The South African government has already identified areas where Chinese expertise can help grow the local economy. Patel said local companies need to build on innovation and technology to provide value-add global products. While the Forum on China-Africa Cooperation focuses on technology transfer, Patel said South Africa has a significant technological base that can be used for joint ventures. ”Chinese investments in the local real economy can be promoted through such joint ventures, with the twin commitments to cooperation in science and technology and to building up financing capacity, including special loans for small and medium-size businesses. This will provide a basis for the strengthening of locally owned enterprises,” said Patel.
Another area the South African government has targeted is beneficiation. Rather than just selling our raw materials, we could sell value-added products such as catalytic converters rather than just platinum. At a recent Forum on China-Africa Cooperation meeting, Minister of Trade and Industry Rob Davies said that South Africa had to work on policies that enabled it to beneficiate some of its trade. Currently, iron ore makes up 20% of the country’s exports to China. Government would like to see half of that processed in South Africa.
But the challenge will be dealing with the rest of Africa. Beneficiation increases the costs of exports. If South Africa starts to out-price itself, China will simply get its minerals from another country.
This, Stevens said, is Africa’s Achilles heel. South Africa does not have any multilateral agreements or guidelines to ensure that the entire region benefits from Chinese trade. ”We need to work as a bloc in setting broad parameters, so that a country trading with Africa can’t use competition among [African countries] to get a better deal for itself.”

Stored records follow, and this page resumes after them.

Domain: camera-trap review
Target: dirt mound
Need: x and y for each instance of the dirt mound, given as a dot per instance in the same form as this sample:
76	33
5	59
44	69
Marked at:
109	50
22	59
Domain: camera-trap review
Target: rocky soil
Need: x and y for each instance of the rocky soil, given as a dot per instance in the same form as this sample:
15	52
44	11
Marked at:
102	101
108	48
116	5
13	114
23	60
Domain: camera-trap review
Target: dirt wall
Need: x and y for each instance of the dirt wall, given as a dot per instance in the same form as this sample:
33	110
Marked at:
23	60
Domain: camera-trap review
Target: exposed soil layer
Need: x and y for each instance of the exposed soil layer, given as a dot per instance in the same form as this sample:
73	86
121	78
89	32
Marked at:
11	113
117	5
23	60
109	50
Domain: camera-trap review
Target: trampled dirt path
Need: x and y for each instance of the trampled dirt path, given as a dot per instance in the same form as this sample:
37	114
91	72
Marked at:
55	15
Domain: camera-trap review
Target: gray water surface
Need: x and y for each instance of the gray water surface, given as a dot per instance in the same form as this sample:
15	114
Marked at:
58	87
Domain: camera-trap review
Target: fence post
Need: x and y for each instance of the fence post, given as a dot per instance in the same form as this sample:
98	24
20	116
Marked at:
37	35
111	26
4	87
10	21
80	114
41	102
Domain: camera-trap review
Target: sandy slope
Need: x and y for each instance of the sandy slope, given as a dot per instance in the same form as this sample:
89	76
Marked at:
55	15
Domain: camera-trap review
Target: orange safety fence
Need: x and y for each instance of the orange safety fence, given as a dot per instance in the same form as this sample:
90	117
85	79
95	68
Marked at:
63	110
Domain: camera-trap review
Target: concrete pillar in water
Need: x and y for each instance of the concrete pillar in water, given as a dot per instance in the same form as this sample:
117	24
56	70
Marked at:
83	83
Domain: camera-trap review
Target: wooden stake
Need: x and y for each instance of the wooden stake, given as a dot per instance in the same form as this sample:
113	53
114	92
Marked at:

Already the Bric countries — Brazil, Russia, India and China — appear to have broken up the continent so that they do not compete in the same markets driving prices up. China’s oil demand is met by Angola, where it buys about $20-billion of oil each year, yet China imports only $500-million of oil from Africa’s other major oil exporter, Nigeria. It is India that has the oil relationship with Nigeria, which is now India’s second-largest source of energy.
Unfortunately, Africa does not appear to have a similar strategy or coordination. African countries are outbidding one another for short-term gains without focusing on the long-term benefits.

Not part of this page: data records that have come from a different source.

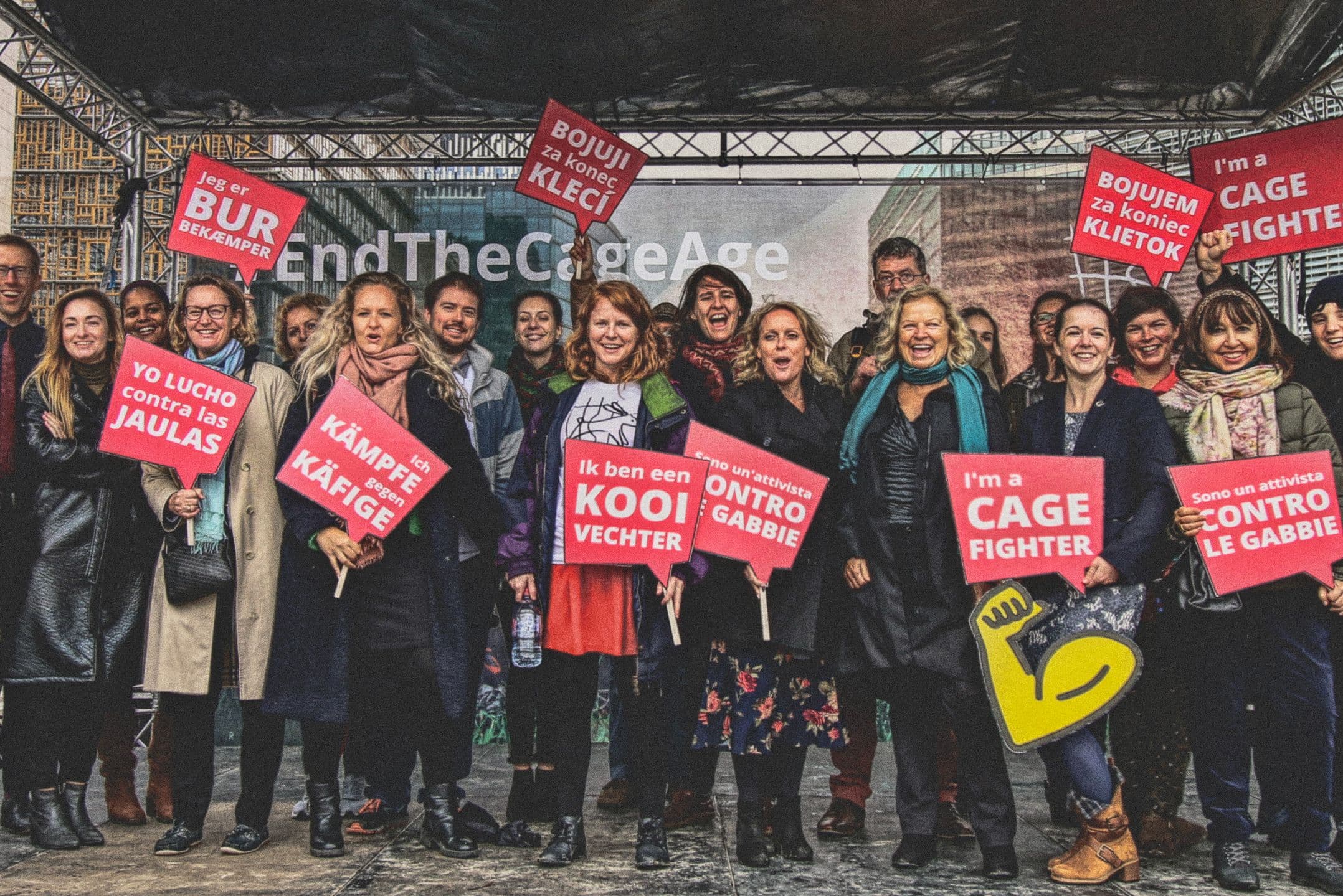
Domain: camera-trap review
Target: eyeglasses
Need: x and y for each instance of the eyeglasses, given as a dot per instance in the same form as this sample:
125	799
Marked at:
908	278
18	270
217	312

Africa needs to create agreements similar to oil cartel Opec, which has successively protected the interests of oil-producing countries by not allowing destructive price competition to destroy its industries. Africa needs to create trading blocks in the East, South and West so that regions can work together to create long-term, sustainable business and trade relations with China.
n excellent example of this is the recent decision by China to remove tariffs on imports from poorer African nations. South Africa lobbied to have all African countries included. This was not agreed to by China, although the list of tariff-exempt products from Africa was increased to 440.
However, the Southern African Development Community can still take advantage of the offering to poorer countries as it has one of the poorest countries in the world, Lesotho, in its trading bloc. By creating a regional strategy, South Africa and other SADC members could manufacture products that they on-sell to Lesotho, which in turn could export them to China, benefiting from the zero-tariff arrangement. This is how economic regions throughout the world operate, by leveraging their strengths to benefit the region as a whole.
A beneficiation programme could work in a similar way. Ultimately, however, a beneficiation strategy needs to include other resource-producing countries so that Africa shares in long-term wealth creation rather than destroying the wealth of our natural resources for short-term gain. As Stevens said, Africa needs to start asking what China will want in 50 years’ time and start to develop industries around this. With China as a strategic partner, Made in Africa could become a powerful brand.